WASHINGTON – The US on Sunday called on Algerian security forces to show “restraint” during anti-government protests inspired by events in Egypt and neighboring Tunisia. The State Department said the rights of the Algerian people “must be respected,” after demonstrators fed up with President Abdelaziz Bouteflika’s regime clashed with police Sunday, a day after 2,000 protesters were confronted by 30,000 riot police.
“We note the ongoing protests in Algeria, and call for restraint on the part of the security services,” State Department spokesman Philip Crowley said in a statement.
“We reaffirm our support for the universal rights of the Algerian people, including assembly and expression,” he added. “These rights apply on the internet. Moreover, these rights must be respected.”
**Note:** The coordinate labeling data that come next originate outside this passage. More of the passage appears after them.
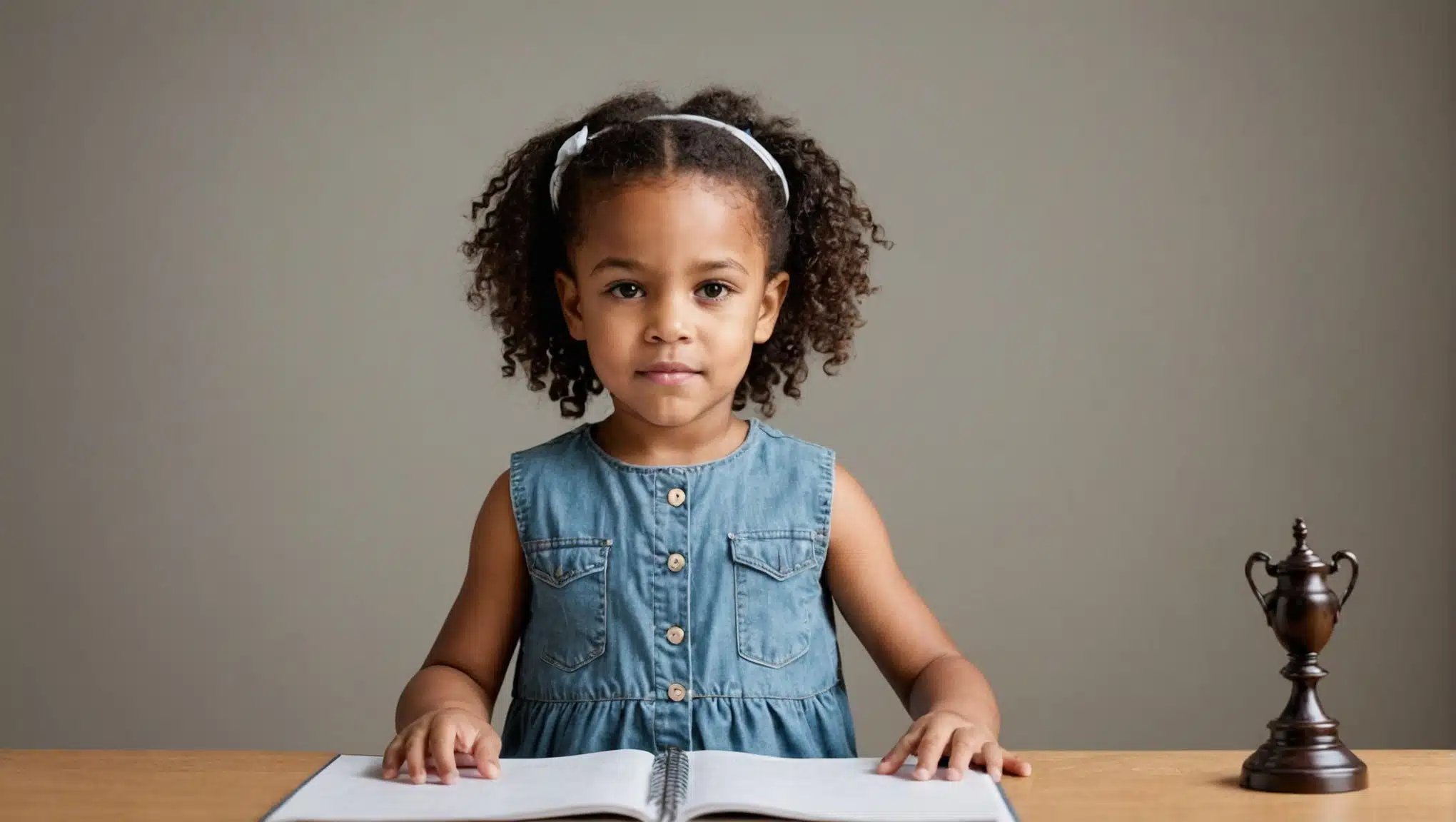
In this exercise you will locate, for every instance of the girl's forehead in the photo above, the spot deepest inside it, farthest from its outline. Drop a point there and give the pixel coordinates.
(672, 218)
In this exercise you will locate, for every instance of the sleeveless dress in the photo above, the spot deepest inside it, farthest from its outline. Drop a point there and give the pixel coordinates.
(677, 606)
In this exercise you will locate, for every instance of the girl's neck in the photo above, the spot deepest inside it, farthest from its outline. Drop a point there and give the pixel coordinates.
(635, 441)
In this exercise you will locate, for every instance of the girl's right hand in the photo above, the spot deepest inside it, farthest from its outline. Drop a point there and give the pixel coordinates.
(442, 735)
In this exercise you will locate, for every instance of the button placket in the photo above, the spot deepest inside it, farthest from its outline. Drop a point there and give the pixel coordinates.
(673, 658)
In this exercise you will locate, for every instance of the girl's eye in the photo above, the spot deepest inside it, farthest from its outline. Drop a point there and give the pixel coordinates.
(714, 290)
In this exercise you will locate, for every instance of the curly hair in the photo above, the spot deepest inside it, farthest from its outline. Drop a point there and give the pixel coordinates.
(519, 240)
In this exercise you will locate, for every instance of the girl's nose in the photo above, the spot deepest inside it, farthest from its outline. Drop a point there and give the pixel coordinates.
(669, 322)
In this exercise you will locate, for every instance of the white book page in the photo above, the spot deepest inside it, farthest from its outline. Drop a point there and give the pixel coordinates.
(351, 791)
(842, 791)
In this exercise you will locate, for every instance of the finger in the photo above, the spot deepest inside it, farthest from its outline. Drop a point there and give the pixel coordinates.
(897, 756)
(393, 757)
(442, 749)
(487, 753)
(963, 746)
(994, 760)
(415, 756)
(928, 754)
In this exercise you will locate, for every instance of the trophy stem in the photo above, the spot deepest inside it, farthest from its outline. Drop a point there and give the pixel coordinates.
(1303, 753)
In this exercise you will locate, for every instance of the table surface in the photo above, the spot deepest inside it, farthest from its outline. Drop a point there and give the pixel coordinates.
(1188, 786)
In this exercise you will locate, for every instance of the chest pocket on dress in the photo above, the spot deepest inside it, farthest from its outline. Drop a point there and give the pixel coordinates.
(570, 599)
(777, 589)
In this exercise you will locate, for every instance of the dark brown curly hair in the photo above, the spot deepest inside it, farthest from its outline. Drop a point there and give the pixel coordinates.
(819, 236)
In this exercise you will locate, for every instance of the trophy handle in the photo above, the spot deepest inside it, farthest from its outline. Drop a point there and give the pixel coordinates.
(1355, 572)
(1248, 575)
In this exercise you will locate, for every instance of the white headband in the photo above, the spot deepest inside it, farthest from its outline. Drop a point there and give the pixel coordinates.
(575, 143)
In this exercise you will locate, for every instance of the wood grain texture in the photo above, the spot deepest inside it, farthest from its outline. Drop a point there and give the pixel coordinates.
(1129, 786)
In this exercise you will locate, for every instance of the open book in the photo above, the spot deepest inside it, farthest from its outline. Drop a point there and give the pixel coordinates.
(673, 786)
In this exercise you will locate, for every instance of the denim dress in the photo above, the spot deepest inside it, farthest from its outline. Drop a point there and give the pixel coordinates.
(677, 606)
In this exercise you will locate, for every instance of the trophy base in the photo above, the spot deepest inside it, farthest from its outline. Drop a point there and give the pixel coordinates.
(1292, 768)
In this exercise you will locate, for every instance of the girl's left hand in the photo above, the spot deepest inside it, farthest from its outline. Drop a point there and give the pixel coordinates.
(950, 734)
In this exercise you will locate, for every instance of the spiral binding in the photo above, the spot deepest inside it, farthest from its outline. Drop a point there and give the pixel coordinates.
(669, 781)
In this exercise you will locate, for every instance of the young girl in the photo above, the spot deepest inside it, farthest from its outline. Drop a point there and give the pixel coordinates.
(670, 572)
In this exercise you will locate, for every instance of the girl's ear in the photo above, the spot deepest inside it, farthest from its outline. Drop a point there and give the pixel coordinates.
(774, 295)
(571, 305)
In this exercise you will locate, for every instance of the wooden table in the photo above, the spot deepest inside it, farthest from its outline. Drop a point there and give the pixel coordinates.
(1181, 786)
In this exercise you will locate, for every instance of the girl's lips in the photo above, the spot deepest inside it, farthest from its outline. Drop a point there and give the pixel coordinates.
(669, 377)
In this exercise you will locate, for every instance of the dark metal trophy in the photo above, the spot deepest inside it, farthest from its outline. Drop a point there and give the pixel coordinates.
(1303, 753)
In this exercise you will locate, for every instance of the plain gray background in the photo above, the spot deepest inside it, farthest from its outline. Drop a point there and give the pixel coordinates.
(1167, 277)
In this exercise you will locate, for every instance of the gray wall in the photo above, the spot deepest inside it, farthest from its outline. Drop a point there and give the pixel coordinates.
(1168, 275)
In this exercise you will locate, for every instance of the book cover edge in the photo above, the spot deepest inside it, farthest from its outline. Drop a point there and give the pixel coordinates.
(1006, 799)
(280, 803)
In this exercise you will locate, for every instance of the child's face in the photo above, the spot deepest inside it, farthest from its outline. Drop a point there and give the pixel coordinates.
(670, 275)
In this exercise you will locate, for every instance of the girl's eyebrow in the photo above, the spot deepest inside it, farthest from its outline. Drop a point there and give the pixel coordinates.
(701, 267)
The National Coordination for Change and Democracy (CNCD), an umbrella group of Algerian opposition parties, civil society movements and unofficial unions, announced another major anti-government rally next weekend. The CNCD is demanding the immediate end to Bouteflika’s regime, citing the same problems of high unemployment, housing and soaring costs that inspired successful uprisings in Tunisia and Egypt.
Like their counterparts in Tunisia and Egypt, the Algerian protesters have used Facebook and text messages to spread their call for change. Bouteflika, in power since 1999, has acted to curb price rises and promised political concessions, including pledging to lift a two-decade state of emergency, which the opposition says do not go far enough.
The 74-year-old leader was re-elected in 2004 and again in 2009 after revising the constitution to allow for an indefinite number of terms. Algerian human rights activists said 300 people had been arrested Saturday during demonstrations in three cities. But both the opposition and authorities later said all those arrested were subsequently freed.